How all of this happens in the film is unusual, a surprise to be sure. Each midnight, Wilson’s character is transported in time to 1920s where he meets all manners of artists, musicians, patrons and writers. They all mill around the story as it progresses – F. Scott Fitzgerald, Salvador Dali, Gertrude Stein, Pablo Picasso, John Steinbeck, Edgar Degas, Toulouse Lautrec etc. The story appears to wind around these character cameos, most of the time superficially delineating them (Dali sees ‘rhinos’ in everything, Steinbeck relates everything to the stark realities of war etc.), each sycophantic appearance getting a self-congratulatory chuckle from the audience. Through meeting these artists and writers, getting his book appraised by Stein, and meeting someone in the 1920s who idolises the late 1800s, Wilson’s character accomplishes everything in the above paragraph. The irony is Allen shows a writer realising he shouldn’t live in the nostalgia of the past by creating a film that well and truly depends on nostalgia of the past. Allen delights in the costumes, the music, the scenery and backdrops, the cars and of course the cameos, all executed with precision and a directorial eye for detail, yet in their use these attributes amount to nothing more than a sentimental, stereotypical view of Paris: the city of love and romance where esoteric artists and writers walk the streets, entertain in indulgent parties and ponder and drink to oblivion in quaint, basic bars. Mythical Paris, where everyone is beautiful, liberal-minded and fascinating in personality, conversation and talent. While Allen idealises Paris we are supposed to be interested in a writer learning not to idealise Paris. It is utterly ridiculous. Lovely to behold, but a hallucination. Marginalised in Allen’s 1920s Paris is the poverty, racism and prostitution of the day. One might argue that there was no need for these serious issues to be handled but I would say that there was so little to this flimsy film that it could have done with some depth somewhere along the way.

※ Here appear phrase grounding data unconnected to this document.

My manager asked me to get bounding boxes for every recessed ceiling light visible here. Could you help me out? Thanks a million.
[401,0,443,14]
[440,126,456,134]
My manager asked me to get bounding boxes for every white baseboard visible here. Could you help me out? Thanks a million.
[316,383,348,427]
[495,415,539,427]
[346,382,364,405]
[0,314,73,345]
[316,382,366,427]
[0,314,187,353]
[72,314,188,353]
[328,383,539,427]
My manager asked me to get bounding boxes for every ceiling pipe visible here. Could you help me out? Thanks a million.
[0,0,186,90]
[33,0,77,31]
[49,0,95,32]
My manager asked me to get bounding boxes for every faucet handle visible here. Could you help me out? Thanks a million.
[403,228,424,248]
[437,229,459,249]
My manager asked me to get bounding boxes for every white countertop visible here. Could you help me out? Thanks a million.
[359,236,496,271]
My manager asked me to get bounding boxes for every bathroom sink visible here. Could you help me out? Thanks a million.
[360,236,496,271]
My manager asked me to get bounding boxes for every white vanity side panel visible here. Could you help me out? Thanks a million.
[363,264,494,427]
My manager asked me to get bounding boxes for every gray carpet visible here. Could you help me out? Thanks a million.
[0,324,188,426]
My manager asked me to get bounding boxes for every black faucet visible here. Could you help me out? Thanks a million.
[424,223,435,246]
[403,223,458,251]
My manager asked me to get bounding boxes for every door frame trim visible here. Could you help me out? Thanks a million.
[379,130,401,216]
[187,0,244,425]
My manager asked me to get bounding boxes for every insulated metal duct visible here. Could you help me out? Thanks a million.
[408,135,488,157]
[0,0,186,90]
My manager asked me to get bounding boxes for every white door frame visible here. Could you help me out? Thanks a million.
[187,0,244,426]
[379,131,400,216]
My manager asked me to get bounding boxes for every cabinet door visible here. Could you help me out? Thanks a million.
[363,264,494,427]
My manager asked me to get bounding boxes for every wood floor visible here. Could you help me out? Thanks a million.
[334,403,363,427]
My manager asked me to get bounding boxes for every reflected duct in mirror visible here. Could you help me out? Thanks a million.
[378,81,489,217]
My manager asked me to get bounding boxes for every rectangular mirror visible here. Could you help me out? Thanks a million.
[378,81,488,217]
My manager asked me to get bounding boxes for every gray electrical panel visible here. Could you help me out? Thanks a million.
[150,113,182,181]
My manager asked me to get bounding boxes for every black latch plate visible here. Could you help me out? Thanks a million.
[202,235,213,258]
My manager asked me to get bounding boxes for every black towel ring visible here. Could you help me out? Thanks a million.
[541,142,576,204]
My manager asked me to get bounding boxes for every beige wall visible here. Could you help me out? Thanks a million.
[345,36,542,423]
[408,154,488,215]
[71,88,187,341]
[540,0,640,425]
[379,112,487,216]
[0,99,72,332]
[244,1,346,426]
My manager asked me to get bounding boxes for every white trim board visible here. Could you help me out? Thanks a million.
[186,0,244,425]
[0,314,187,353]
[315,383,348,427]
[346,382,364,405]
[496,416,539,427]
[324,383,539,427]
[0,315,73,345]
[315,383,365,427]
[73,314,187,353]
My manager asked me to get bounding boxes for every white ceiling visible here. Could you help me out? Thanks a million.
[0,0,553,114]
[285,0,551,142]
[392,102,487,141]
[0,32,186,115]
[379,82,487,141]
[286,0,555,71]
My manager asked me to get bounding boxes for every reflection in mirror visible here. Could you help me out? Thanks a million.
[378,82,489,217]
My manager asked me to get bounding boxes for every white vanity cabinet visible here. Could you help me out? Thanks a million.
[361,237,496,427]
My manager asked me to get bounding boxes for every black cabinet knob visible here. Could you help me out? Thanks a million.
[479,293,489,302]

Indeed this is not the first time that we have seen this of the veteran director, Woody Allen. To some extent what irritated me about ‘Match Point’ (2005), was his cultural stereotyping of London’s inhabitants – cold characters with a grey sensibility and a great deal of reservation accompanying. As if someone on the Deathstar has removed their costume and acted the same in a London character drama. In addition it was a poor film with little of the real tension it claimed. ‘Vicky, Cristina, Barcelona’ (2008) showed Allen on directorial holiday in Spain. Again, we saw classic stereotypes: Javier Bardem as the passionate, charismatic, cultured Spaniard with heavy soulful eyes in touch with all deep matters of the heart, able to awaken such passions in the holidaymakers from the US. Penelope Cruz as the free-thinking, dynamic, past lover of Bardem’s character, also led by the heart and her turbulent bipolar emotions. I remember my Spanish assistant being irritated with the stereotyping, that Bardem and Cruz should lower themselves to these roles and that Allen, a favourite director of hers, should in turn create such a superficial film. At the time, it didn’t bother me so much. It was when I saw ‘Whatever Works’ in 2009 that I realised that this director is best in New York, or at least in the USA. He is at home there and he creates intelligent films, his best works, there in that city we all know he knows so well. ‘Whatever Works’ wasn’t perfect, it also suffered like ‘Midnight in Paris’ from an anticlimactic ending. Still it was a much better film and made the recent piece a silly bubble by comparison.